In the second essay, “Actually — I Think Stoke Will Save Us,” Louis Geltman, a lawyer, whitewater rafter, and the policy director for Outdoor Alliance suggests that “stoke” can also mean to help feed a fire, and that outdoor recreation fosters passion for environmental conservation and activism.
(It’s a concept Philip Otis might have greatly agreed with. Deeply committed to environmental issues, Otis, a member of the Class of 1995, died attempting to rescue an injured climber on Mount Rainier in 1995.)
“As I prepared my remarks for you all tonight,” said Rush, “I was thinking about how to make ‘stoke’ into something larger and also, in an even broader sense, how to expand the idea of who belongs in the environmental conversation in the first place.”
Rush then asked her audience to consider the groups of people who are excluded from the North American narratives of adventure and exploration.

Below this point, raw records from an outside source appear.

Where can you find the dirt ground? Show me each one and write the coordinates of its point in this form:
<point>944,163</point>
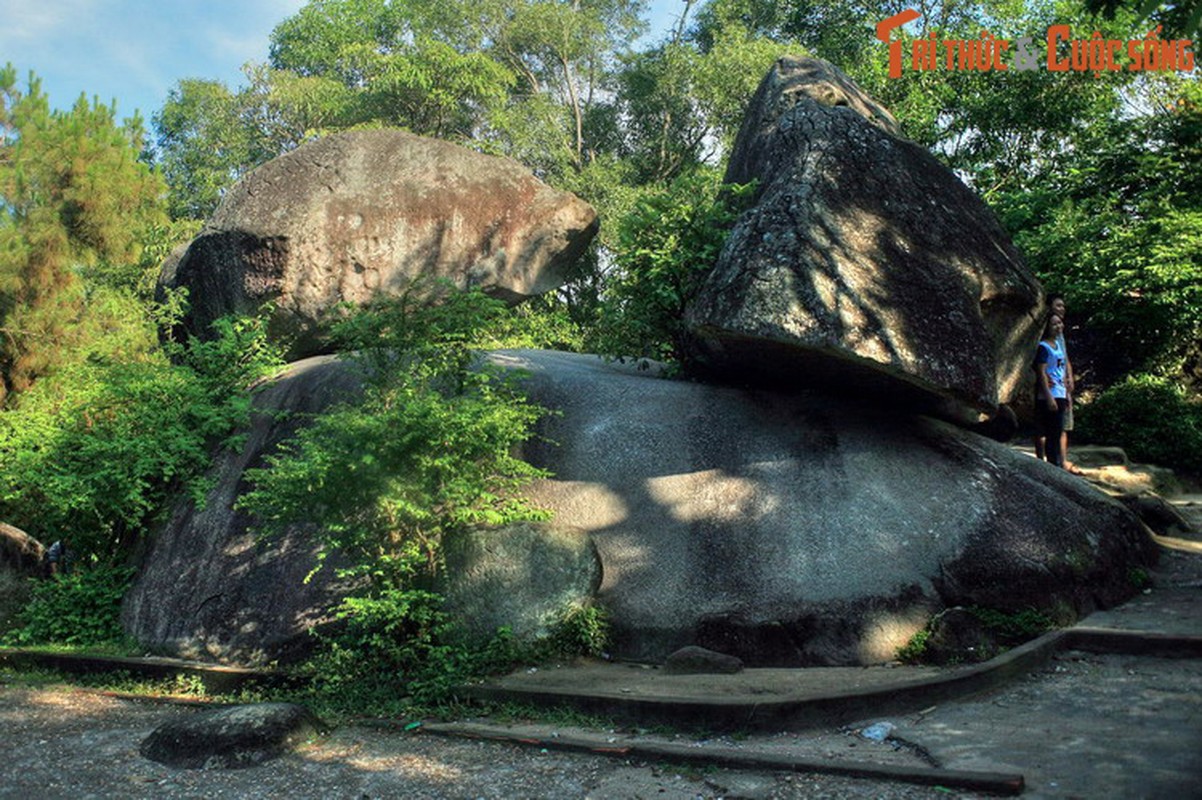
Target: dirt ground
<point>1083,726</point>
<point>1086,726</point>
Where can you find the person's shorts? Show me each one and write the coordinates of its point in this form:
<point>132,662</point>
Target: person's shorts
<point>1051,423</point>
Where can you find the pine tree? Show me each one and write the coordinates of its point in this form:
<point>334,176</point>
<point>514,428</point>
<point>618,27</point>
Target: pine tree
<point>73,197</point>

“There are so very many that ‘us’ leaves out,” she said, “from the hundreds of millions of indigenous peoples exterminated through genocidal projects across the Americas, to those whose ancestral roots reach back to Africa and Asia and native America. Too often, that ‘us’ excludes those who didn’t have the money to launch an expedition or escape to the wilderness on the weekends.”
For Rush, questions of inclusion, exclusion, and climate change came into sharp focus in 2012, when deadly and destructive Hurricane Sandy struck while she was teaching at the College of Staten Island in New York.
As it’s believed that the storm’s fury was amplified by warming ocean waters, Rush was able to see first-hand how climate change affects people on U.S. soil today, not a century from now.
“Many of my students were missing, displaced, or worse by a seemingly unimaginable amount of water,” Rush said.
“It just rushed into the neighborhood over the informal levee system that separated the city from the seas. It entered all at once and very suddenly, and it pulled many homes off their foundations and dragged them into the surrounding tidal marsh.”
Many of her students lived in low-income areas, and many were forced to leave school due to the flooding, yet this part of the story wasn’t reported by the mainstream media.
“As I watched the story unfold in the context of New York City after Sandy, I began to realize that the coverage of the storm and all it gestured toward was incomplete,” she said.
“I began to understand that sea-level rise was already disassembling some of the most vulnerable communities in one of the most powerful cities in the world.”
As these stories of climate change are becoming increasingly common, Rush encouraged her audience to question the kind of stories that they hear and tell. Who is being included in these narratives, and what voices are being left out?